I am getting this error when I am trying to run word2vec from gensim library of python. I am using python 3.4 and OS is windows 7. I have also attached complete stacktrace as well. I read online and it says that this is an issue with python 2.x, but I am getting in python 3.4
model = word2vec.Word2Vec(sentences, workers=num_workers, \
size=num_features, min_count = min_word_count, \
window = context, sample = downsampling)
Traceback (most recent call last):
File "<pyshell#137>", line 3, in <module>
window = context, sample = downsampling)
File "C:\Python34\lib\site-packages\gensim\models\word2vec.py", line 417, in __init__
self.build_vocab(sentences)
File "C:\Python34\lib\site-packages\gensim\models\word2vec.py", line 483, in build_vocab
self.finalize_vocab() # build tables & arrays
File "C:\Python34\lib\site-packages\gensim\models\word2vec.py", line 611, in finalize_vocab
self.reset_weights()
File "C:\Python34\lib\site-packages\gensim\models\word2vec.py", line 888, in reset_weights
self.syn0[i] = self.seeded_vector(self.index2word[i] + str(self.seed))
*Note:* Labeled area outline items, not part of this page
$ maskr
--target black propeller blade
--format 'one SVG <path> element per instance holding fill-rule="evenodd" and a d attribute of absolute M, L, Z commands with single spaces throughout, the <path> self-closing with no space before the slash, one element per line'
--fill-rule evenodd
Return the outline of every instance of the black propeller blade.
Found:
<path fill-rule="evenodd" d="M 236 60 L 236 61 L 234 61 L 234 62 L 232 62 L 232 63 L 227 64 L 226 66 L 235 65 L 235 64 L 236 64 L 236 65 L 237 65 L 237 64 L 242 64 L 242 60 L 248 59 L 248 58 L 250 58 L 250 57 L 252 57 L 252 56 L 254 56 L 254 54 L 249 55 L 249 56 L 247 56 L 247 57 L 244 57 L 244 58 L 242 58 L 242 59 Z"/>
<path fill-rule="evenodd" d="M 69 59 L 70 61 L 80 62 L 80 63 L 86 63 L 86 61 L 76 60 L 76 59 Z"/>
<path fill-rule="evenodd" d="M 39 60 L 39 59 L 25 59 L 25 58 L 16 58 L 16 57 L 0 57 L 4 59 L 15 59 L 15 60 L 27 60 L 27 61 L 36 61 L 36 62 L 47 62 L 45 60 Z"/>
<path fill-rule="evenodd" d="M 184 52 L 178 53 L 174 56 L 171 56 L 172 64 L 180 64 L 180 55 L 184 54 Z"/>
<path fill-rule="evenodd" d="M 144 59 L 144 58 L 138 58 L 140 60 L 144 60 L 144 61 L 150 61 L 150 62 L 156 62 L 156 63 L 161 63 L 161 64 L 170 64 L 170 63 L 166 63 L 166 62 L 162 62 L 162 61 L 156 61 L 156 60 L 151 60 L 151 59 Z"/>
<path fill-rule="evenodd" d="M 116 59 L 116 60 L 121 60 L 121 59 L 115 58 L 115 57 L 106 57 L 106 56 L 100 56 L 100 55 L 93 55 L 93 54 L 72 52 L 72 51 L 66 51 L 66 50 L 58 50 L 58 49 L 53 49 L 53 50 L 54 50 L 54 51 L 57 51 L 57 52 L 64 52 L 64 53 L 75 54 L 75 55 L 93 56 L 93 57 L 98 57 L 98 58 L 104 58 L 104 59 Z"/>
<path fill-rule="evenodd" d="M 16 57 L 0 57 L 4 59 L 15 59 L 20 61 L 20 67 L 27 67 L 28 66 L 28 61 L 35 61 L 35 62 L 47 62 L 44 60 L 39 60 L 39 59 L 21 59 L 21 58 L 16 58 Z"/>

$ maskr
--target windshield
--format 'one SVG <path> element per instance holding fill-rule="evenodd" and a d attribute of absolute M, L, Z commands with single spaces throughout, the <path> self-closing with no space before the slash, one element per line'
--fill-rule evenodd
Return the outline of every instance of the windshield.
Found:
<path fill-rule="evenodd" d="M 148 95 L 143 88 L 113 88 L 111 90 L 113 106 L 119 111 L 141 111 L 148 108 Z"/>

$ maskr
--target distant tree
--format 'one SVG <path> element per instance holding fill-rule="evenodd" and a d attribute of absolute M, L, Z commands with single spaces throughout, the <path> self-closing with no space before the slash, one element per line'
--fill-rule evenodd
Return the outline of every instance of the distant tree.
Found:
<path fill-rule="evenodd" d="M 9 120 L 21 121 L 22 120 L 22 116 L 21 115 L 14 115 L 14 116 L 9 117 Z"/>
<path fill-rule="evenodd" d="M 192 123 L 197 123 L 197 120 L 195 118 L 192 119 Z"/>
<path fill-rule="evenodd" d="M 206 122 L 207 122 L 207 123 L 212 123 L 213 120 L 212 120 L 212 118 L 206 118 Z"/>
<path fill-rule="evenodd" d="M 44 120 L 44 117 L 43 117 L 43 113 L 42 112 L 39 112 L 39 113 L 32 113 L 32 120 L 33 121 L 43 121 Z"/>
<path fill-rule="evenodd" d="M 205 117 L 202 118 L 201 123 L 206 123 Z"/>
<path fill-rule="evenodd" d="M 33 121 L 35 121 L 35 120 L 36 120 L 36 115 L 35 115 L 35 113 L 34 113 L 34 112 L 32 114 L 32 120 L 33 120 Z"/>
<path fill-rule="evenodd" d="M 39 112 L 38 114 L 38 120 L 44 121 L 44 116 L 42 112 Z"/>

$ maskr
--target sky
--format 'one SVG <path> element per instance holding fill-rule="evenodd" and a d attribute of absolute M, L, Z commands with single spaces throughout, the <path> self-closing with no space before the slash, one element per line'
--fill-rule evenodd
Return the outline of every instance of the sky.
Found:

File "C:\Python34\lib\site-packages\gensim\models\word2vec.py", line 900, in seeded_vector
once = random.RandomState(uint32(self.hashfxn(seed_string)))
OverflowError: Python int too large to convert to C long
Take note that python (2 and 3) support integers of arbitrary size - python will just keep on adding additional "digits" (actually groups of them in long
s) when you reach the current maximum size. The only differences between py2 and py3 is that the former will start with an actual C int
or long
before going to the arbitrary size python long
. In py3, you always get the python long
type.
Long story short: check the size of your integers.